Keempat, menciptakan variasi.Hampir seluruh industri garam nasional berasal dari penguapan air laut dengan tenaga surya (solar evaporation). Alhasil, produksi garam nasional hanya bisa dilakukan pada musim kemarau. Dalam setahun, praktis hanya 4—5 bulan petani garam bekerja memproduksi garam.
Oleh karena itu, langkah selanjutnya adalah menciptakan variasi untuk menjaga pelaku usaha garam tetap produktif. Misalnya dengan cara mengembangkan peternakan udang pada tambak garam semasa musim hujan. Variasi usaha ini akan memastikan pelaku usaha garam tetap memperoleh pundi-pundi Rupiah, sembari menunggu datangnya musim kemarau berikutnya.
Terakhir, pemanfaatan teknologi. Seperti yang sudah dijelaskan, teknologi yang digunakan oleh petani garam lokal masih sangat sederhana. Akibatnya, produktivitas garam nasional hanya mencapai 60 ton per Ha. Sangat jauh bila dibandingkan dengan Australia, misalnya, yang mencapai 350 ton per Ha.

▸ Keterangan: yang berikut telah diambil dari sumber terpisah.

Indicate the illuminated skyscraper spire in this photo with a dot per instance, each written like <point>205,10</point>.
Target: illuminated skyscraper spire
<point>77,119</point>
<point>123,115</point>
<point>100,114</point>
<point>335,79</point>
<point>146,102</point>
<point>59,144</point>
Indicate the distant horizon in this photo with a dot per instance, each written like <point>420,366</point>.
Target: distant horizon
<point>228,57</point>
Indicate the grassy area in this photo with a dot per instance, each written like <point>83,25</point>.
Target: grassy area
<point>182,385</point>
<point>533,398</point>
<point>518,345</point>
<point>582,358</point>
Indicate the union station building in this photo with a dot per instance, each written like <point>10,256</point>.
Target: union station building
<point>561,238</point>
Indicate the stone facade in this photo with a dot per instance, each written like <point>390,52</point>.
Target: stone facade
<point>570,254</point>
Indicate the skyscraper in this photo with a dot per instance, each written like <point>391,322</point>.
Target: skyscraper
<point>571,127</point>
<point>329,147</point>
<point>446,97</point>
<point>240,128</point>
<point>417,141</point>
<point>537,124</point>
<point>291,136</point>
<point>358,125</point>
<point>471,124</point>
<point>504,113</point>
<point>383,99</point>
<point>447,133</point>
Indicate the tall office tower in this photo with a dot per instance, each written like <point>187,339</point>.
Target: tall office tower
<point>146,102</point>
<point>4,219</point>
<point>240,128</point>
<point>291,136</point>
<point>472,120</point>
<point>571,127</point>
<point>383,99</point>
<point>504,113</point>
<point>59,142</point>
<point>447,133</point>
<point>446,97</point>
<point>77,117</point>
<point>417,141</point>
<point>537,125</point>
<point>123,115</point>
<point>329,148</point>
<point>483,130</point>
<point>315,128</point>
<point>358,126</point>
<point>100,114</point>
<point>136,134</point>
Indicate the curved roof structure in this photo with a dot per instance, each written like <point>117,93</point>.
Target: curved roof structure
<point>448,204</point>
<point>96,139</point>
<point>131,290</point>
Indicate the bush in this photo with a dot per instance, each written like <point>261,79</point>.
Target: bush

Untuk menerapkan teknologi modern pada industri garam lokal, caranya hanya satu: belajar pada ahlinya. Mau tidak mau, kita mesti bekerja sama dengan negara pengekspor garam. Pada awal masa belajar, pola sinergi bagi hasil dengan pihak asing bisa menjadi pilihan. Setelah paham benar, barulah kemudian berjalan secara berdikari. Dengan demikian, industri garam nasional tidak hanya mampu memenuhi kebutuhan dalam negeri, tetapi juga kebutuhan garam dunia.
Mengurai permasalahan industri garam nasional memang tidak mudah. Di satu sisi, kesejahteraan petani garam harus diprioritaskan. Di sisi lain, kebutuhan industri akan pasokan garam yang berkualitas dan berkesinambungan juga tidak bisa dipandang sebelah mata. Namun demikian, dilema itu bukanlah suatu alasan bagi kita untuk berlepas tangan dalam membangun industri garam nasional.
Lima langkah yang telah diuraikan, bisa menjadi awalan yang tepat dalam mewujudkan industrialisasi garam nasional. Dengan begitu, suatu saat nanti kita akan terlepas dari stigma klasik: negara dengan garis pantai terpanjang kedua, tetapi tidak bisa memenuhi kebutuhan garam bagi penduduknya sendiri.